And thus continued the happy process of welcoming Hector James Mueller into the folds of the church. Ernie and Arlene had both readily responded to the parents’ requests that they become the child’s godparents, each of them unaware that the other had been asked, but both of them happy to support Frank and Sadie any way they could. Thus, without having had anything more intimate than a dance, Arlene Gomez and Ernie Campanella, in a sense, had a son.
The child had been given the first name of Sadie’s father and the middle name of Frank’s. His older sister Juliet was not quite sure yet what to make of the whole thing, but Frank and Sadie were delighted. Now the only question was, should they finish there or try for more? Like many Catholics, the two of them tried to be good people, but birth control was something you winked at.

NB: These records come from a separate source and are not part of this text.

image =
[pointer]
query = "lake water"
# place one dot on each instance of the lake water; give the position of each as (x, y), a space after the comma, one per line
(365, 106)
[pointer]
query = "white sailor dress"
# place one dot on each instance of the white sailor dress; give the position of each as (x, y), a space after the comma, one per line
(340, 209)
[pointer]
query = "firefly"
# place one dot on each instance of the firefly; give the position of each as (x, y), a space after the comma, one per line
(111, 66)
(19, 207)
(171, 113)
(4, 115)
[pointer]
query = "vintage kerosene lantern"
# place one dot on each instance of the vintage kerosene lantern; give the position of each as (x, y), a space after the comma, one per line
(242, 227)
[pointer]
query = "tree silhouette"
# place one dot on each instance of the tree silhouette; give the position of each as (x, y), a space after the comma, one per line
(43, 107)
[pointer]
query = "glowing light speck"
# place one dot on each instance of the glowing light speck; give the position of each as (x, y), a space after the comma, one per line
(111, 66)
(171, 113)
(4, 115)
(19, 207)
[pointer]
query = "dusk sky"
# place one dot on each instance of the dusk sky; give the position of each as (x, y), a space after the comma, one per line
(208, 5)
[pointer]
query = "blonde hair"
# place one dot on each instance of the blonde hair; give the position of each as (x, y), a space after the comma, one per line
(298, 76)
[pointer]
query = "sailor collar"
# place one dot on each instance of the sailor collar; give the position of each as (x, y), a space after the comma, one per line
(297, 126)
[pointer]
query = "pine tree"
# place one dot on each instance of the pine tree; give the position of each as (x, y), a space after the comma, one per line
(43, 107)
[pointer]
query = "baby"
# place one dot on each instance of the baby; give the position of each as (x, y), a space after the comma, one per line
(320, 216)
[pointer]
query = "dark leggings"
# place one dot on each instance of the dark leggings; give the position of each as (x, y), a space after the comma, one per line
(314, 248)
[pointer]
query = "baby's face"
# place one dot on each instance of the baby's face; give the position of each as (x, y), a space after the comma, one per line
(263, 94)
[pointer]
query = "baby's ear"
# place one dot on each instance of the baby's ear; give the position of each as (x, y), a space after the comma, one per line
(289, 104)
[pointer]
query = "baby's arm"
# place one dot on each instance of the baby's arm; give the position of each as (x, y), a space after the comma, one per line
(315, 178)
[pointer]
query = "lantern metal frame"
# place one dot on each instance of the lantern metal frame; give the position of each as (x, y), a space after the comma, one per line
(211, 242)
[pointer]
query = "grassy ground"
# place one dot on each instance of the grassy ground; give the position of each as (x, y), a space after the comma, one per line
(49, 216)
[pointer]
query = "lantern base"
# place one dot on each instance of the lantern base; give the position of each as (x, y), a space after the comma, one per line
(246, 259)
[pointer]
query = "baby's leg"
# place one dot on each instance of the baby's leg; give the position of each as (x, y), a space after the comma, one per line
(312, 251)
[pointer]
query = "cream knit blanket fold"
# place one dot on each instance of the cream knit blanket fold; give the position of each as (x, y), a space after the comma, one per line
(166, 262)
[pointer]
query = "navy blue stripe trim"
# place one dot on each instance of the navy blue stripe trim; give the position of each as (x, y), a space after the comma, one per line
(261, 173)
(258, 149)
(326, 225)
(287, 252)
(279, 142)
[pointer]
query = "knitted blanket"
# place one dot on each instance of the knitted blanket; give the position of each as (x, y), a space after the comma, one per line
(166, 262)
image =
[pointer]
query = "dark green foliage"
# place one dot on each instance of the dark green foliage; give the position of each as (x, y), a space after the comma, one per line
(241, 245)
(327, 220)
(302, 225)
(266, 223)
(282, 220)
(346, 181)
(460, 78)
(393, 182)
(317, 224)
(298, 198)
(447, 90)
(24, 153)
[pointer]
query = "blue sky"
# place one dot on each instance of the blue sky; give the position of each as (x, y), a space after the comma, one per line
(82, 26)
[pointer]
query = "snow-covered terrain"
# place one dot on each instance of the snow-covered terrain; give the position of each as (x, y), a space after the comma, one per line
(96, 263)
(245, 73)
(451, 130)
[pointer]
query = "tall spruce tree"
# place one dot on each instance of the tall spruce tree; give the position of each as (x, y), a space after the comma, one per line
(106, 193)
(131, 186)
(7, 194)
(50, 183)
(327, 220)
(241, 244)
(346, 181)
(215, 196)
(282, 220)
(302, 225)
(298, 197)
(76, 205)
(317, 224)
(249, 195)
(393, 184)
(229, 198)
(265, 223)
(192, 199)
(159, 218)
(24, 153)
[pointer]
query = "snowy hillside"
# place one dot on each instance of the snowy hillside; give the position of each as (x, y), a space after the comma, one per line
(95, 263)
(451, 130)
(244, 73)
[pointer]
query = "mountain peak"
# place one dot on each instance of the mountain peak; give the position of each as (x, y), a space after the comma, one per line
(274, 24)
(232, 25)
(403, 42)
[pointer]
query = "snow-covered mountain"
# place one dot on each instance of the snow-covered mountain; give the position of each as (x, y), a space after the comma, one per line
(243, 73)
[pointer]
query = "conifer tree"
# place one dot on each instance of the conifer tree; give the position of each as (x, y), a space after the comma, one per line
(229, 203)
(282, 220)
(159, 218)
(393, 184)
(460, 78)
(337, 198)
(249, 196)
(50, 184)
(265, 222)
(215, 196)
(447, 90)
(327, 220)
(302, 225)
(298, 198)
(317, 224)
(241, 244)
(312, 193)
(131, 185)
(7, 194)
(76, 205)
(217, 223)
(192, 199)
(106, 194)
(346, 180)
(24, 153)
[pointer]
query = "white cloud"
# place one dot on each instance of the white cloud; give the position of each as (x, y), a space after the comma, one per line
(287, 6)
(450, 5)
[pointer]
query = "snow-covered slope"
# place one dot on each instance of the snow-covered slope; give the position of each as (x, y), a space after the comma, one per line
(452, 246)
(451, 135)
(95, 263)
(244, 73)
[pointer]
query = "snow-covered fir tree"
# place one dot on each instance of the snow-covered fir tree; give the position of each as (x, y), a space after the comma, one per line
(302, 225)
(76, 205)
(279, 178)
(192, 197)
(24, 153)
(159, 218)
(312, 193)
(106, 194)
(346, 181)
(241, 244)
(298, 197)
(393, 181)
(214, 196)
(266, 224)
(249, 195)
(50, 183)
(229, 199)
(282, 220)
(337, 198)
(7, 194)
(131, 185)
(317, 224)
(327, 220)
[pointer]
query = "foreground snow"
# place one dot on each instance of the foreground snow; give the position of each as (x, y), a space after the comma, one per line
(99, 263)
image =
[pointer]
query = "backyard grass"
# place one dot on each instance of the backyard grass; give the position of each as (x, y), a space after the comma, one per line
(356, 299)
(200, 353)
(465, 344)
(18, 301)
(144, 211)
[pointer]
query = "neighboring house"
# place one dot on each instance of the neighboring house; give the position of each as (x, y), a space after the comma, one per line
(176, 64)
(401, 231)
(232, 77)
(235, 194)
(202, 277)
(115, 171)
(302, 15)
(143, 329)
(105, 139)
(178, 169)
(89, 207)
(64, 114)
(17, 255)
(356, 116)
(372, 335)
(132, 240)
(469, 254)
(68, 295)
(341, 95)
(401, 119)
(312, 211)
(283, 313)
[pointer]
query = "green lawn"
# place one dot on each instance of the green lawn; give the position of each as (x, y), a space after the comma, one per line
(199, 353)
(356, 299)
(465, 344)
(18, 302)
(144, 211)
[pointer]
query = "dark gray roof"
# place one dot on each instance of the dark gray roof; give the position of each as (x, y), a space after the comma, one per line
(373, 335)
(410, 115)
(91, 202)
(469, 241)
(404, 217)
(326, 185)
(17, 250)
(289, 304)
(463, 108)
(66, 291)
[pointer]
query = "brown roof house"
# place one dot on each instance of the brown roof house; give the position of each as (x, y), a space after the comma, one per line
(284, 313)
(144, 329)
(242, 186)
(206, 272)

If Arlene was a little nonplussed throughout the ceremony—and she was—it had little to do with her pairing with Ernie. No, she had come to hate him less and less as he continued to stand loyally by his incarcerated wife. The source of Arlene’s frustration was that her now serious boyfriend Bobby Rocco had not been on hand to share in the family’s moment of joy. Although he would never say so, Bobby had a perfectly good excuse for not being there—he wasn’t even in Philadelphia at the time. The hour of Hector’s Christening found him still asleep in Brooklyn, next to a girl named Tina Something he had met in a bar the previous night. It would take Arlene a little while to learn, but Bobby had an eye for the ladies. His failure to show up here had been her first clue.
Standing in for the absent Bobby Rocco was Arlene’s gay friend Howard Ellsworth, and this time, he was the beard. The last thing Arlene wanted was for a number of these people who she barely knew to think of her as what she secretly dreaded being—the children’s crazy maiden aunt. It was even more important to her that she appear to have a date than it was to Howard that he appear to be straight, which was seeming to matter less and less to him as time went on.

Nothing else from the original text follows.